Indian Americans accused of swindling US postal service of $16 million

Last Updated: Tue, Jun 26, 2018 13:40 hrs
Arrest (AP photo)

Two Indian Americans, Yogesh Patel (58) and Arvind Lakkamsani (57), have been charged with defrauding the US Postal Service of at least $16 million.

Prodigy Mailing Services, a bulk mailing service owned and operated by the duo, for a five-year period - from 2010 to 2015 - forged documents and secretly used an official date stamp to fraudulently authenticate payment of postage for than 80 million pieces of mail from two energy companies, according to criminal charges filed by the US Attorney's Office in Chicago, the Press Trust of India reported.

This led to the US Postal Service losing at $16 million as stated earlier.

Here is the full press release put out by the Illinois Justice Department:

The owners of a suburban bulk-mailing company swindled the U.S. Postal Service out of at least $16 million by forging documents and secretly using an official date stamp to fraudulently authenticate payment of postage for than 80 million pieces of mail, according to criminal charges filed today by the US Attorney's Office in Chicago.

Yogesh Patel and Arvind Lakkamsani owned and operated Prodigy Mailing Services Inc., which was based in Bolingbrook and later in Woodridge.

Prodigy assembled bulk mailings from customers and provided the mailings – along with fraudulent payment and verification forms – to the Postal Service for delivery, without paying postage on those mailings.

According to the charges, Patel and Lakkamsani schemed with a third defendant, David Gargano, to fraudulently cause the Postal Service to deliver numerous bulk mailings without payment. The trio forged a Postal Service clerk's signature on the verification forms and secretly used an official Postal Service date stamp to make it falsely appear that the clerk had authenticated postage, the charges allege.

From 2010 to 2015, the defendants caused a loss to the Postal Service of at least $16 million, according to the charges.

A criminal information charges each of the three defendants – Patel, 58, of Orlando, Florida, Lakkamsani, 57, of Northbrook, Illinois, and Gargano, 51, of Barrington, Illinois – with one count of mail fraud. Arraignments in US District Court in Chicago have not yet been scheduled.

The charges were announced by John R Lausch, Jr., United States Attorney for the Northern District of Illinois; and William Hedrick, Acting Inspector-in-Charge of the US Postal Inspection Service in Chicago.

According to the charges, Gargano owned Illinois-based Direct Mail Resources Inc., which collected a fee to match customers seeking to make bulk mailings with companies who could perform those services, such as Prodigy.

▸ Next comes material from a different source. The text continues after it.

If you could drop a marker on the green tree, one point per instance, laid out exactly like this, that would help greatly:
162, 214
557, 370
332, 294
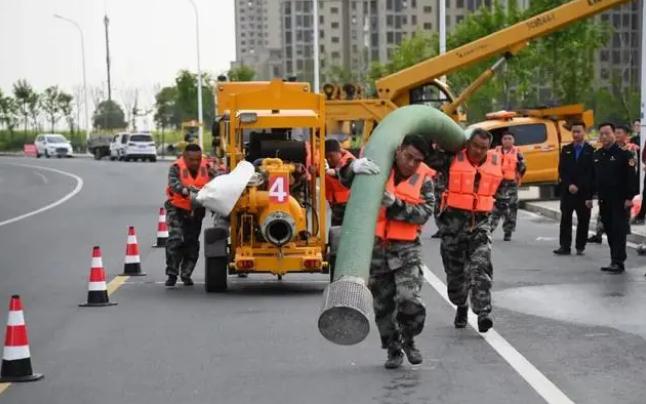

Gargano referred two energy companies to Prodigy for bulk mailing services. The two energy companies provided millions of dollars to the defendants to pay the postage for the companies' bulk mailings. Instead of using those funds to pay the postage, the defendants split the money amongst themselves and used it for their own benefit, the charges allege.

The information alleges that the defendants made the mailings but kept the postage money from the energy companies without paying postage to the Postal Service.

Patel and Lakkamsani fraudulently maintained a key to a Postal Service mail unit, which was located inside Prodigy's facility, and used the key to secretly access an official date-stamp without the Postal Service's knowledge or approval, the information states. By forging the Postal clerk's signature and fraudulently stamping the mailings, the defendants made it falsely appear that the verification forms – which identified the amount of postage paid for the bulk mailings – were authentic and that postage had been appropriately paid, the charges allege.

The public is reminded that an information is not evidence of guilt. The defendants are presumed innocent and entitled to a fair trial at which the government has the burden of proving guilt beyond a reasonable doubt. Mail fraud is punishable by up to 20 years in prison. If convicted, the Court must impose a reasonable sentence under federal statutes and the advisory US Sentencing Guidelines.

The government is represented by Assistant US Attorney Jacqueline Stern.